雨に濡れた紫陽花の彩りなど梅雨には梅雨ならではの趣もあるが、スッキリ晴れた日が少ないと朝の寝起きの爽快感や日中の思考力・行動力も心なしか減るようだ。何をするにしても「気」、気分や心持ちは大切だ。

心のアンチエイジング

「アンチエイジング」という言葉には人によってその解釈やイメージにかなりばらつきがある。「抗加齢」や「抗老化」を意味する語であることを踏まえると、加齢による「何の変化」を、あるいは「何の」老化を、念頭に置くかによって抗(あらが)う対象や手段も変わる。解釈やイメージにばらつきが出るのも当然といえば当然のことかもしれない。

人の1日の活動や行動という視点からアンチエイジングを考えた場合の主な要素は「食事」「運動」「睡眠」の3つ。そしてこれらの活動を行う上での思考など脳の活動、つまり「心」や「精神」と、これらの活動を行う場を構成する「環境」は個々の活動の基盤として重要だ。その環境も含め、食事、運動、睡眠それぞれが「心身」の心と身の両方に深く関わり相互に作用する。

睡眠も含めた脳の活動全般を食事や運動と並ぶ3要素の一つとする考え方もあるが、僕自身は睡眠を食事や運動と同列の活動とした上で、精神・心は環境と同様、すべての活動の基盤としてとらえる方がしっくりくる。

たとえば、料理や空腹状態が同じであったとしても、それを自宅の食卓で一人で食べる場合と家族や友人たちと食べる場合ではまったく違うものになる。その時の心理・精神状態が食物の消化・吸収にも影響を与えるため、食事の「効果」は多少なりとも左右される。食事をする時の環境が心や精神に影響を与えることもある。運動や睡眠の場合も然り。心の老化や心のアンチエイジングは身(体)のアンチエイジングの効果を左右するものとして、今後、これまで以上に深く幅広く研究や実践が追求されるようになるだろう。

「プルチックの感情の輪」

「プルチックの感情の輪」(Plutchik's Wheel of Emotions)と呼ばれる図をご存じだろうか。
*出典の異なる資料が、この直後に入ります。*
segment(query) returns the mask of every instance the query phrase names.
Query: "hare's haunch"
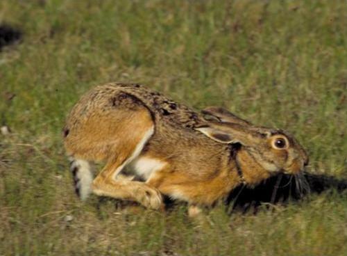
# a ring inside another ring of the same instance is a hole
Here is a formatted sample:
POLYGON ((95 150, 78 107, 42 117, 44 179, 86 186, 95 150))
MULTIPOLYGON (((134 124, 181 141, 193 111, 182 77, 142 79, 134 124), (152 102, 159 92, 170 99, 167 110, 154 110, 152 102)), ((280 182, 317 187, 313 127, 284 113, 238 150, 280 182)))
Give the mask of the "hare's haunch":
POLYGON ((162 206, 162 195, 211 205, 240 183, 298 174, 308 161, 283 131, 221 108, 198 113, 138 84, 109 83, 83 95, 67 118, 64 144, 82 199, 92 191, 152 209, 162 206), (106 164, 93 180, 95 161, 106 164))

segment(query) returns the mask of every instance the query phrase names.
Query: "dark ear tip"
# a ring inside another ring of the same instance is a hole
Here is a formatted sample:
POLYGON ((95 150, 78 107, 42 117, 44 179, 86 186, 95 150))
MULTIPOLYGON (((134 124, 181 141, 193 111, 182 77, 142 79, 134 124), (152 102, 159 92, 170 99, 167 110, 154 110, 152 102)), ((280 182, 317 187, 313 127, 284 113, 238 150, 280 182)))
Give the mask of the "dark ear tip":
POLYGON ((207 128, 207 127, 210 127, 210 126, 207 124, 198 124, 194 126, 194 128, 195 129, 198 129, 198 128, 207 128))

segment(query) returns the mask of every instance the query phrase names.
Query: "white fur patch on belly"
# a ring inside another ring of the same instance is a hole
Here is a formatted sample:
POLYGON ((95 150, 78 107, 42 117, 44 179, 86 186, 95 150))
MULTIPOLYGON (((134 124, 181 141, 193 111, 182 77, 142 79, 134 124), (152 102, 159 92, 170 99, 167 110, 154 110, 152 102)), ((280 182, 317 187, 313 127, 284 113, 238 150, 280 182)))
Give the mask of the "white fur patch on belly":
POLYGON ((153 173, 162 169, 166 165, 166 162, 158 159, 140 157, 129 163, 128 170, 146 181, 153 173))

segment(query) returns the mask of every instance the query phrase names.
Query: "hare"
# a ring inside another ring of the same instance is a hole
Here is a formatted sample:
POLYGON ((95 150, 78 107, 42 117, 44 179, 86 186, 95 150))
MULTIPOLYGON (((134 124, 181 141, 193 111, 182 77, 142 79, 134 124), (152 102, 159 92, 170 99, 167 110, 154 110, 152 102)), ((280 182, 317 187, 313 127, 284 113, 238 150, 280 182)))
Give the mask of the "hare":
POLYGON ((256 127, 228 111, 198 113, 142 85, 108 83, 83 95, 64 128, 75 189, 158 209, 162 195, 212 205, 248 186, 308 163, 286 132, 256 127), (208 117, 210 118, 208 118, 208 117), (93 177, 94 161, 105 166, 93 177))

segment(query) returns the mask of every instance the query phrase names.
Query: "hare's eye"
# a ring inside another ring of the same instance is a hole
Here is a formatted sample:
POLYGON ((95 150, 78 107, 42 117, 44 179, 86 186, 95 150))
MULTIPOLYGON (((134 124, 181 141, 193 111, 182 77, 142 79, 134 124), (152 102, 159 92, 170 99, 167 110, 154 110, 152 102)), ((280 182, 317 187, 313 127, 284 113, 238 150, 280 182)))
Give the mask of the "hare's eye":
POLYGON ((285 140, 283 138, 278 138, 275 140, 275 147, 277 148, 284 148, 287 146, 285 140))

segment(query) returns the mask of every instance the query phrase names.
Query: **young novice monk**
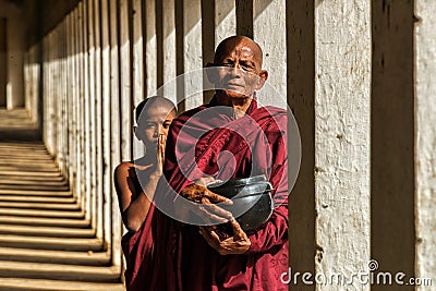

40年ほど前にアメリカの心理学者、ロバート・プルチック博士が考案した、人間のさまざまな感情を整理した図だ。形状や色調には多少のバリエーションがあるが、喜びと悲しみ、信頼と嫌悪、恐れと怒り、驚きと期待という4対8種を基本的な感情とした上で、その種類や程度に応じて異なる色彩・色調を割り当て、それらの相関・混合も交えて図解したものだ。心の老化には感情の劣化以外にもさまざまな現象や症状があるが、日々の出来事を思い浮かべながらこの図に記載された言葉を眺めると感情や記憶のエクササイズになる。

ちなみにこの梅雨の間、僕にとって一番の「心のアンチエイジング」は読書。それに次ぐのは映画鑑賞、あるいは音楽鑑賞だろうか。